Logging Spec Template: Prediction Logging Schema
Why log predictions
Every prediction your model makes is a data point you might need later. Without prediction logs, you cannot answer basic questions: What did the model predict last week? How far off were those predictions from actual results? Is the model getting worse over time? Prediction logging is infrastructure -- it creates the raw material for every monitoring, evaluation, and debugging task that follows.
Required fields
Design your logging schema by deciding what to capture for each prediction. The fields below are the minimum. For each, decide the format and any constraints.

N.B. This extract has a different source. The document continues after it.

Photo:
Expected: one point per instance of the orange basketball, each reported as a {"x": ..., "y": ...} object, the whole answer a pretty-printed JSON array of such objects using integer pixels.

| Field | Purpose | Your design |
|---|---|---|
| timestamp | When the prediction was made. Include timezone -- predictions from different systems in different timezones need to be comparable. | |
| request_id | Unique identifier for this prediction request. Enables tracing a specific prediction through the system. | |
| farm_id | Which farm this prediction is for. Comes from the input. | |
| input_features | The raw input values sent to the model. Captures what the model saw when it made this prediction. | |
| predicted_yield_kg | The model's output. The actual prediction value. | |
| confidence_score | How confident the model is in this prediction. If your model does not natively produce a confidence score, note what you would use as a proxy or leave a design note. | |
| response_time_ms | How long the prediction took from request to response. Performance monitoring -- a sudden spike means something changed. | |
| model_version | Which model file served this prediction. When you retrain and deploy a new model, this field tells you which predictions came from which version. |
Storage format
Prediction logs should be append-only. Each prediction adds one entry. Two common formats:
JSON Lines (.jsonl): One JSON object per line. Each line is independently parseable. Easy to append. Easy to read with standard tools (cat, jq, python json). Good for structured data with nested fields (like input_features).
CSV: One row per prediction. Columns map to fields. Simple but struggles with nested data (input_features would need to be flattened or serialized).
For predictions with nested input features, JSON Lines is typically the better choice.
Health check design
The /health endpoint answers one question: "Is the system ready to serve predictions?" A health check that returns {"status": "ok"} without checking anything is not a health check -- it is a liveness probe that tells you the process is running, not that it can serve.
What should /health verify? List everything the endpoint depends on that could fail:
- _________________________________
- _________________________________
- _________________________________
- _________________________________
For each item, decide: what does "healthy" look like? What does "unhealthy" look like? What should the response include when something is unhealthy?
The availability vs correctness distinction
Health monitoring answers "is the system available?" It tells you the process is running, the model is loaded, the dependencies are reachable. It does not tell you "is the system correct?" -- whether the predictions are accurate, whether the model has degraded, whether the input data distribution has shifted.
Prediction logs are the bridge. By logging every prediction with its inputs and outputs, you create the raw material to eventually answer correctness questions. When actual harvest data comes in, you can compare predictions to reality. That comparison is drift detection -- a future concern. For now, the logs are infrastructure: they exist so that future monitoring is possible.